Sabemos, por sus discípulos, que Rembrandt el maestro también fue implacable. Cada uno de ellos pagaba hasta 100 florines al año por recibir instrucción en du estudio, y él sólo les prestaba atención directa o indirecta a partir del segundo año, como pronto. Llegó a tener más de 50 pupilos, y pese al volumen de ingresos, siempre tuvo apuros financieros. “Gastaba dinero como agua. No lo derrochaba en vicios. No iba a los cafés o a las tabernas como sus colegas y amigos. No hizo nada no relacionado con el arte. Pintaba, enseñaba y compraba. Era un marchante. Pensaba, respiraba y comía arte”, aclara Leonore van Sloten, responsable de la colección de la Casa Museo del pintor en el centro de Ámsterdam.
“Era un perfeccionista, un maestro muy severo que estaba convencido de que igual que un niño aprende a andar practicando, un artista domina la técnica trabajando, por eso pintaba sin descanso. Nunca salió de Holanda, pero tenía 800 páginas de grabados de todo el mundo. Pagó una fortuna por ello. Rembrandt, como Bacon, continuamente estudió, sin descanso, para ir siempre un poco más allá”, prosigue la responsable.

En sus cuadros finales, reunidos por primera y quizás última vez, el holandés reduce al mínimo las expresiones faciales, los movimientos, la cantidad de figuras. No le interesa la lucha exterior, sino la interior. “En la exposición se ve cómo él hace una sugerencia y el espectador la completa. Es cuando haces una película. Puedes grabar la realidad, a una persona andando por una habitación. Sin más. Y sin embargo, algo tan normal puede parecer poco real. Y con un montaje, cambiando planos, haciendo que el plano sea más corto, logras que parezca mucho más vivo. Eso es entender al que mira. Y es lo que hace de Rembrandt el más grande de la historia junto a Velazquez”, concluye el responsable de Exposiciones del Rijksmuseum.
Para Rembrandt, al igual que para Shakespeare, el mundo entero era un escenario. “Ningún pintor observó nunca con una inteligencia tan pródiga ni una compasión tan inagotable los estímulos previos a una situación, las reacciones posteriores y el desordenado espectáculo que se ofrece entre ambos”, escribió Schama hace casi 40 años.
En las obras expuestas en Ámsterdam se nota la transición desde el detalle al conjunto. Hay una eficiencia increíble en su trabajo final. Para mostrar un pliegue necesita sólo un gesto, un golpe de pincel. Comprende que sólo necesita unas pocas palabras, unos trazos. Entiende en la espectacular Simeón y el niño Jesús que apenas unas figuras oscurecidas, esbozadas, bastan. Entiende, con Chesterton, que el arte, como la moral, consiste en saber dónde trazar las líneas. Y que bien hecho, permiten no sólo ver, sino sentir, oler y casi tocar.
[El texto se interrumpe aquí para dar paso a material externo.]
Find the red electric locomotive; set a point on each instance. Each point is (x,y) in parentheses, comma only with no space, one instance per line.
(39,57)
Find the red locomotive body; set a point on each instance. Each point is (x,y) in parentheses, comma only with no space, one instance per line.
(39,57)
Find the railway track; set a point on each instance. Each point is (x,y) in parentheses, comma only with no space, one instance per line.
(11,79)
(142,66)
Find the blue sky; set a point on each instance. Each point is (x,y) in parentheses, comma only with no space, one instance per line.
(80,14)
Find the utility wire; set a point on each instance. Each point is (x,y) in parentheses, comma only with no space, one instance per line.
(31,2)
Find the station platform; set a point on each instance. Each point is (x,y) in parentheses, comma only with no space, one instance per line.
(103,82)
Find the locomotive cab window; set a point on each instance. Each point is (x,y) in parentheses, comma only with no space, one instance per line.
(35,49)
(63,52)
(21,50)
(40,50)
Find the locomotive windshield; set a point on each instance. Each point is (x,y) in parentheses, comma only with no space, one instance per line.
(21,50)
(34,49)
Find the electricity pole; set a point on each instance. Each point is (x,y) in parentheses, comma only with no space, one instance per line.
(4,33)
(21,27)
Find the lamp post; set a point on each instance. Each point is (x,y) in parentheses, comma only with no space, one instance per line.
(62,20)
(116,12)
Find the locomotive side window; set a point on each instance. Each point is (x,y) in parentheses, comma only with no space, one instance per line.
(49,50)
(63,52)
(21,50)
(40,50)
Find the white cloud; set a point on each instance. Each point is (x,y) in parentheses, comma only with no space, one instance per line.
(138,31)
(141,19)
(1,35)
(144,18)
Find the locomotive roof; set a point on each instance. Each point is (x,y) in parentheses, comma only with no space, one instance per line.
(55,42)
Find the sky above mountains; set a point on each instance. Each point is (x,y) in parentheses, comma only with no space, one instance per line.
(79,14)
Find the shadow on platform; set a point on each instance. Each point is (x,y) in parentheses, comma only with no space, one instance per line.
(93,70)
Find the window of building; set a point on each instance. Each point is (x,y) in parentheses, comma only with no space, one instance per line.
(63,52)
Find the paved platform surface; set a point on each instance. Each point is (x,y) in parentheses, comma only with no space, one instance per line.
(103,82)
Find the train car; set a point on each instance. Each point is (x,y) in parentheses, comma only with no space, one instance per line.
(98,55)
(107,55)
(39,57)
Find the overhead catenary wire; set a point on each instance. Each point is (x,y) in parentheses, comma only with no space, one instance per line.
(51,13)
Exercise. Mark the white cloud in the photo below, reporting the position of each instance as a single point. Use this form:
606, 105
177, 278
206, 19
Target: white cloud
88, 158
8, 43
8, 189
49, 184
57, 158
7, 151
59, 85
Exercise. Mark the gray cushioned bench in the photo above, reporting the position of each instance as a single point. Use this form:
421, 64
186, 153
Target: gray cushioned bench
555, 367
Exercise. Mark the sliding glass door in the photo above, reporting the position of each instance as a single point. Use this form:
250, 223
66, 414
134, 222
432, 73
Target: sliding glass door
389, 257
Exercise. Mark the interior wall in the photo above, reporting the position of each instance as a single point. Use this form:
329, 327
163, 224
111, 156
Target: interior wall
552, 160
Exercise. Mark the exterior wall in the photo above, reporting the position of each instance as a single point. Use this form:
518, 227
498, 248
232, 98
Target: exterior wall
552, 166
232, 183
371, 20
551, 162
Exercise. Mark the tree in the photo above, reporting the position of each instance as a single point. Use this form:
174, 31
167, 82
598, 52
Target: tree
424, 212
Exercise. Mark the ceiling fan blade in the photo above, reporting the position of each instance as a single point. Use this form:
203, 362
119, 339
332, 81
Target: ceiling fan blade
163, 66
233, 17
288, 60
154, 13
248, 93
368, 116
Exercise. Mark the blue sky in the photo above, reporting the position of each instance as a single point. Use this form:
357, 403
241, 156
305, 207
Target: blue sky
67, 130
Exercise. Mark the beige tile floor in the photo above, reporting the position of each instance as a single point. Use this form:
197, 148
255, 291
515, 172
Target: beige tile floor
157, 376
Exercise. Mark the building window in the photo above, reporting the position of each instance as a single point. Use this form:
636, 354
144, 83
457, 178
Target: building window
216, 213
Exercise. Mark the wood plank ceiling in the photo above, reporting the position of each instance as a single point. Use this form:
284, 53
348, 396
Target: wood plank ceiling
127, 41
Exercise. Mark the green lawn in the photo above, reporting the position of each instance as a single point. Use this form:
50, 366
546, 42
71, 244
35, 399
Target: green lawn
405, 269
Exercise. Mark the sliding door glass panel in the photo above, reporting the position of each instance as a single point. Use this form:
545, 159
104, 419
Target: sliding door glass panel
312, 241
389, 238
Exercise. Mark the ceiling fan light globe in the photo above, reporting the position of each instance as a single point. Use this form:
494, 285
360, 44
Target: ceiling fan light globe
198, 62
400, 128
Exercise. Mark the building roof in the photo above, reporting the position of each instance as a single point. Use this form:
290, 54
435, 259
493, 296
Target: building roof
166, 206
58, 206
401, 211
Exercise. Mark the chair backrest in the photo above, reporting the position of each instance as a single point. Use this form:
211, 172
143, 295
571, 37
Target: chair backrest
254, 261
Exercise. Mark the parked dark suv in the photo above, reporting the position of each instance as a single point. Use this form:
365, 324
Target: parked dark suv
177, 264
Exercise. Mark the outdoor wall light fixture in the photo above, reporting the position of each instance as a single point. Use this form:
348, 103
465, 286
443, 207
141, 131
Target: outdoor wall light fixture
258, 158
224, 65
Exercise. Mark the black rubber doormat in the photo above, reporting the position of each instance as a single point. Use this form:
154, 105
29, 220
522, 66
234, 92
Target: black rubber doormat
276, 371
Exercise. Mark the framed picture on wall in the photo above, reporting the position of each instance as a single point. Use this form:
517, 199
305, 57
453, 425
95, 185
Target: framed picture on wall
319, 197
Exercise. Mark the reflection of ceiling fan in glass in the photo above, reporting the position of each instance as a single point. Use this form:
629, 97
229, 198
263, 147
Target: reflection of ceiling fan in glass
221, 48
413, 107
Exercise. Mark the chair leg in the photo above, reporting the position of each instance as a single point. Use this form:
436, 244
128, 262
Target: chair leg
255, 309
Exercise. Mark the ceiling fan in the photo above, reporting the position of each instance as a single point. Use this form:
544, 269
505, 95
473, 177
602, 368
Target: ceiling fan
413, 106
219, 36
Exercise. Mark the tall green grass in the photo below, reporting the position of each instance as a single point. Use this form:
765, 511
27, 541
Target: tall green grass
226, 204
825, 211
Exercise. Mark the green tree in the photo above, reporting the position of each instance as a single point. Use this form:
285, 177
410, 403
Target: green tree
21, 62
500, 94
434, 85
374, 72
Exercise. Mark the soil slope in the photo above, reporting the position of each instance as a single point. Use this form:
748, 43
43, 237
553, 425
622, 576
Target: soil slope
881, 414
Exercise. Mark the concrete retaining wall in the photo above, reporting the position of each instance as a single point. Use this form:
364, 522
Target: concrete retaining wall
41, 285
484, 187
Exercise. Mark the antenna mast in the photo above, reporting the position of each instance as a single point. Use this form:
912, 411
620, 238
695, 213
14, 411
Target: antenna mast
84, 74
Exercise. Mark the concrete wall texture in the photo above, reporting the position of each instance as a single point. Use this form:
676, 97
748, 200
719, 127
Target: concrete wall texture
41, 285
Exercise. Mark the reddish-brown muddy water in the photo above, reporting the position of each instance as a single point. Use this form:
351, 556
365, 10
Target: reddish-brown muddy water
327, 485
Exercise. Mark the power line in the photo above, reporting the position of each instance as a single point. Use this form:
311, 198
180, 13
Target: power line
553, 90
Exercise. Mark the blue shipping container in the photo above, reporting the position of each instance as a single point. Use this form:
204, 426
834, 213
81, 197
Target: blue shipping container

Permiten, nos permiten, oír a Simeón, con los ojos cerrados y bendecido con el don de sostener al redentor entre sus brazos, susurrar “ahora, Señor, puedes dejar que tu siervo se vaya en paz” (Lucas 2:29). Permiten encontrar algo recto en el fuste torcido de la humanidad. Rembrandt, el tardío, permite disfrutar de la fuerza de la libertad en la poética de la imperfección.